With constant stirring and tossing, the eggs tighten up just enough to form a silky sauce. I like to finish the dish with a handful of chopped parsley for a little freshness to cut through the richness of the eggs and cheese. Next time you're out of guanciale or pancetta, but in the mood for carbonara, don't despair! Make cas' e ova instead.
- 2 large eggs (110g), plus 1 large egg yolk (15g)
- 2 ounces (60g) finely grated Pecorino Romano
- 2 ounces (60g) finely grated Parmigiano-Reggiano
- 1/4 teaspoon freshly ground black pepper
- 2 tablespoons (30g) unsalted butter, extra-virgin olive oil, or lard (see note)
- 2 medium garlic cloves (10g), lightly crushed
- Kosher salt
- 12 ounces (340g) dried small tubular pasta such as tubetti, mezze maniche, maccheroncini, or mezzi rigatoni (see note)
- 1 loosely packed cup (1/2 ounce; 15g) fresh parsley leaves and tender stems, finely chopped (optional)
In a large heatproof mixing bowl, whisk together whole eggs and yolk, Pecorino Romano, Parmigiano-Reggiano, and black pepper. Set aside.
In a large skillet, melt butter over medium heat. Add garlic and cook, stirring and turning cloves occasionally, until garlic begins to soften and turn pale golden, about 3 minutes. Turn off heat.
Meanwhile, in a pot of salted boiling water, cook pasta until al dente. Right before pasta finishes cooking, remove garlic cloves from skillet and discard. Using a spider skimmer, transfer pasta to skillet; be sure not to drain boiling pasta cooking water, and reduce heat to a simmer.
Stir and toss pasta rapidly in skillet to evenly coat with butter, then transfer to bowl with egg-cheese mixture, using a rubber spatula to scrape all of the butter into the bowl. Add 3/4 cup (180ml) of reserved pasta cooking water to bowl, and stir to thoroughly combine.
Set bowl over pot of simmering pasta cooking water (making sure bottom of bowl does not touch water) and cook, stirring and scraping down sides of bowl constantly with a rubber spatula, until sauce thickens to a creamy, silky consistency and leaves trails as you stir, about 1 minute, adding more pasta cooking water in 1 tablespoon (15ml) increments as needed to adjust consistency of the sauce.
Remove bowl from heat, add parsley (if using), and stir to combine. Season with salt to taste. Divide between warmed serving bowls, and serve.
Large heatproof bowl, large skillet, spider skimmer
Strutto (lard) is the traditional fat used in many Neapolitan recipes such as cas' e ova and la Genovese, but butter or olive oil work fine for this recipe as well, and keep the dish vegetarian. Lard lends the sauce meaty richness, while butter plays off the dairy flavor of the grated cheeses, and olive oil will give the sauce more grassy and peppery notes.
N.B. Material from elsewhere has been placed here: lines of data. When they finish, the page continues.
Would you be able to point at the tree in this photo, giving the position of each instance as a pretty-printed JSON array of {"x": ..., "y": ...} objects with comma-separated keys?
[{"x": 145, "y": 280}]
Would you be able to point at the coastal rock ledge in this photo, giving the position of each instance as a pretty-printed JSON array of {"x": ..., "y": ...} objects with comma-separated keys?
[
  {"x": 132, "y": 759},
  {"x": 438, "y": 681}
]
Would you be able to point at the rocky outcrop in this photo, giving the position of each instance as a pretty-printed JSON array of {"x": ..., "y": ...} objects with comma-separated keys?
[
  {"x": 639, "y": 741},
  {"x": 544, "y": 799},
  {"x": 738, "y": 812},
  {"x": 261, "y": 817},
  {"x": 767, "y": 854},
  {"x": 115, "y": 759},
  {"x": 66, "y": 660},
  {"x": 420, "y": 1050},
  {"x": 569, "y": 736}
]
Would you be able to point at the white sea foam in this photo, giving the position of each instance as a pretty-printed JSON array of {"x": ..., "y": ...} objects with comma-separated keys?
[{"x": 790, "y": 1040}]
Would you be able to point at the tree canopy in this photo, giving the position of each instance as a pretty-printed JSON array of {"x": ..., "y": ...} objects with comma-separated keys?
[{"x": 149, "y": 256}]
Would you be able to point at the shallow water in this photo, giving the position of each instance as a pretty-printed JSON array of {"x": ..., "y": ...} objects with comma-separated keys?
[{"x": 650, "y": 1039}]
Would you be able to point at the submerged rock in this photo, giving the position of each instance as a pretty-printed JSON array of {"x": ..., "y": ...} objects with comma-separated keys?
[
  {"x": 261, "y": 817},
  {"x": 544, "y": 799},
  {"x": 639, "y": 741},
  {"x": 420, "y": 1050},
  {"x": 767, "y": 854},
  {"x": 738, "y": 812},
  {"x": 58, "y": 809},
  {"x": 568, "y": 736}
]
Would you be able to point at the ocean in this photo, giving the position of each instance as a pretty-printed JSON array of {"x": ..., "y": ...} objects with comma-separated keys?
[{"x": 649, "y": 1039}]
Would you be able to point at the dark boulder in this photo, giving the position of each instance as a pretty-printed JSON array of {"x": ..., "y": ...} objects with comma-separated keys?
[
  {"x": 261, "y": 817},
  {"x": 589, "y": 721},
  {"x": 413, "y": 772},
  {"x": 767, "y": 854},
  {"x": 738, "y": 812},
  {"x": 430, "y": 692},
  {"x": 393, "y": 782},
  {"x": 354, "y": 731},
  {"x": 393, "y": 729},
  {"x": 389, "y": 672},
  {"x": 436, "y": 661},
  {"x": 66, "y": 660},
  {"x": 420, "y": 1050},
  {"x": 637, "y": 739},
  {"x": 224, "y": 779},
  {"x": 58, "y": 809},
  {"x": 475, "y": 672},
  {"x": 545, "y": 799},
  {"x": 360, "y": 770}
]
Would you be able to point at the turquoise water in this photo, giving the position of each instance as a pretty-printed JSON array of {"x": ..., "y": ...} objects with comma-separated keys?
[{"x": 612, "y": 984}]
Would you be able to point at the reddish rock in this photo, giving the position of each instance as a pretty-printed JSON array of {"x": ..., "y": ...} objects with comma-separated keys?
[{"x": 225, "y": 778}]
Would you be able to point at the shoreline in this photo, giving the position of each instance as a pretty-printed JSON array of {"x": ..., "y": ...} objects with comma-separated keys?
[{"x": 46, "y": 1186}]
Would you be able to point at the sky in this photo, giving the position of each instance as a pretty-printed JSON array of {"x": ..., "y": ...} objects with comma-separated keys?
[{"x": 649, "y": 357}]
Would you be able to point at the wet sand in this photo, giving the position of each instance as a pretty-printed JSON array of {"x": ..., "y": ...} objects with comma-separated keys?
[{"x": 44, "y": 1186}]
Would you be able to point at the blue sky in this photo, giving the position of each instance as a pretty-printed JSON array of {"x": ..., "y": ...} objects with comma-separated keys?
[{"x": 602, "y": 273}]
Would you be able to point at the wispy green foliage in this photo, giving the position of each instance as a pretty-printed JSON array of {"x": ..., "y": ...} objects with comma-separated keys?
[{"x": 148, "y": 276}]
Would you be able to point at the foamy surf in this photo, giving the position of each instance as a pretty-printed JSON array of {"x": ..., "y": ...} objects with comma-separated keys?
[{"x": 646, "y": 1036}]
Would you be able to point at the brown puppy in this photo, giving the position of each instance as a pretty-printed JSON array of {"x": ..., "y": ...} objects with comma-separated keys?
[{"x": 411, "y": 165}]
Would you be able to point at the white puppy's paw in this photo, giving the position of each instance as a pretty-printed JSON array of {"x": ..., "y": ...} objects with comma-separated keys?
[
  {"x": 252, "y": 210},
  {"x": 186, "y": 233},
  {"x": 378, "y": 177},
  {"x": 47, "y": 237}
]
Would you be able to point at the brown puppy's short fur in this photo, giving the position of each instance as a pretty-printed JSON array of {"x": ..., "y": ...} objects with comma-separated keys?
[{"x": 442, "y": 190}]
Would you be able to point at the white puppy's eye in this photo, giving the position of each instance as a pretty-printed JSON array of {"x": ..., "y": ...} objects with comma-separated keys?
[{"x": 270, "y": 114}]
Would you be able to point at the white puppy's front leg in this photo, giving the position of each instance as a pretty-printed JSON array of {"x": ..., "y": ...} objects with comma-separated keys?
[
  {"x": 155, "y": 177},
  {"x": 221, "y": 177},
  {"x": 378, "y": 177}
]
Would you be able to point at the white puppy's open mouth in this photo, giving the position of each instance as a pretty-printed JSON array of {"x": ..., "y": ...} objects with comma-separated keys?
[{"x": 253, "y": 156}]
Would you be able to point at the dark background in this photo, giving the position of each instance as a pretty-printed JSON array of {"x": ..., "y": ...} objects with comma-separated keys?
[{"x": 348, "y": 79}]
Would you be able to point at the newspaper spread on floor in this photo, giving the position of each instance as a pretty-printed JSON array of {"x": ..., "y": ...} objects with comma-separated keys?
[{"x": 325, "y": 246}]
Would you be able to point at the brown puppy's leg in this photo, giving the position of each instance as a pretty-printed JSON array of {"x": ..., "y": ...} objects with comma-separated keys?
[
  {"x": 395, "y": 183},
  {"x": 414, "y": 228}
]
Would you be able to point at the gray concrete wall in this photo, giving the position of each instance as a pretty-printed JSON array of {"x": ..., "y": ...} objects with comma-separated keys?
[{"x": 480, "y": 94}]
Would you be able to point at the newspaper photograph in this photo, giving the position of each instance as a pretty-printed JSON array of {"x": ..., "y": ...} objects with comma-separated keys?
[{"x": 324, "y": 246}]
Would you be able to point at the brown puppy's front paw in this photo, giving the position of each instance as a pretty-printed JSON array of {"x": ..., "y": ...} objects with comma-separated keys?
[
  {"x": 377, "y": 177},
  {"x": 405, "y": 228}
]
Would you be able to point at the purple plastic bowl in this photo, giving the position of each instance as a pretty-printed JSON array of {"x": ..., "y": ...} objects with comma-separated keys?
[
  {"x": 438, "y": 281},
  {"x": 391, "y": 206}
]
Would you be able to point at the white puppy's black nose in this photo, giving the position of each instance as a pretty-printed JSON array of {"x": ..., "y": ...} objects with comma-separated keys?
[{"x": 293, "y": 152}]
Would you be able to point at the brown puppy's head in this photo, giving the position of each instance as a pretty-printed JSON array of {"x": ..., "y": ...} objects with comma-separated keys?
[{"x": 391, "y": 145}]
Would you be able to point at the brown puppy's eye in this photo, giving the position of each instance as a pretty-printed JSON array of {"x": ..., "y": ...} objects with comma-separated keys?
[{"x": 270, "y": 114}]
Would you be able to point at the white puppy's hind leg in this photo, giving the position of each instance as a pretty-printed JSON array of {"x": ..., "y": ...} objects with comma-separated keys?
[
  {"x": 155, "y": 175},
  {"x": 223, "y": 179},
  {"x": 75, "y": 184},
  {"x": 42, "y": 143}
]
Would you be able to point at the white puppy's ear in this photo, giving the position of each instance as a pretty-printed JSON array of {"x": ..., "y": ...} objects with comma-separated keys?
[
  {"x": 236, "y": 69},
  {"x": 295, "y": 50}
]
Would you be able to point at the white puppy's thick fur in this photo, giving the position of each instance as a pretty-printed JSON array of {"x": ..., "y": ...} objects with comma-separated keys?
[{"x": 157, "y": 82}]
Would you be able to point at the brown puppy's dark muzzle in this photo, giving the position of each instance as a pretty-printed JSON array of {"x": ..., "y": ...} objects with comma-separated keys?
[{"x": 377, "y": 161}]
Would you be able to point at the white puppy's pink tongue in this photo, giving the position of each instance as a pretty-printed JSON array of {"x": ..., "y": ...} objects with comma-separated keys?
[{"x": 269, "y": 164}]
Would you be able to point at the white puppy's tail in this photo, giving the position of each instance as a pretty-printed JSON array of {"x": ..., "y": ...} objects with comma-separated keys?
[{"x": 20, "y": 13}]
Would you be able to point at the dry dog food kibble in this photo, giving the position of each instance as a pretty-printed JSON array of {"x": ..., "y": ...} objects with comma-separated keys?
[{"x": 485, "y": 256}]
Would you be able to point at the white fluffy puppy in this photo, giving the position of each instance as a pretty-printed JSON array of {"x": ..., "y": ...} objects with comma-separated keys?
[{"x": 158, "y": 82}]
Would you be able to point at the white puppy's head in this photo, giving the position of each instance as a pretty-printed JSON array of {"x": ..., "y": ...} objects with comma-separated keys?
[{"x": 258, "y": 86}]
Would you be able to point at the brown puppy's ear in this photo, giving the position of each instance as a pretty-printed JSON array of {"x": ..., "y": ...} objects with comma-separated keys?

Rendered lard is sold at some butcher shops as well as at Latin American markets. You can also render lard yourself from fatback or leaf lard (fat from the area around the kidneys), following the same technique used for rendering duck fat.
Tubetti are the traditional shape for cas' e ova, but other super-short tubular dried pasta shapes such as mezzi rigatoni and mezze maniche will work as well.
Make-Ahead and Storage
This dish is best enjoyed immediately.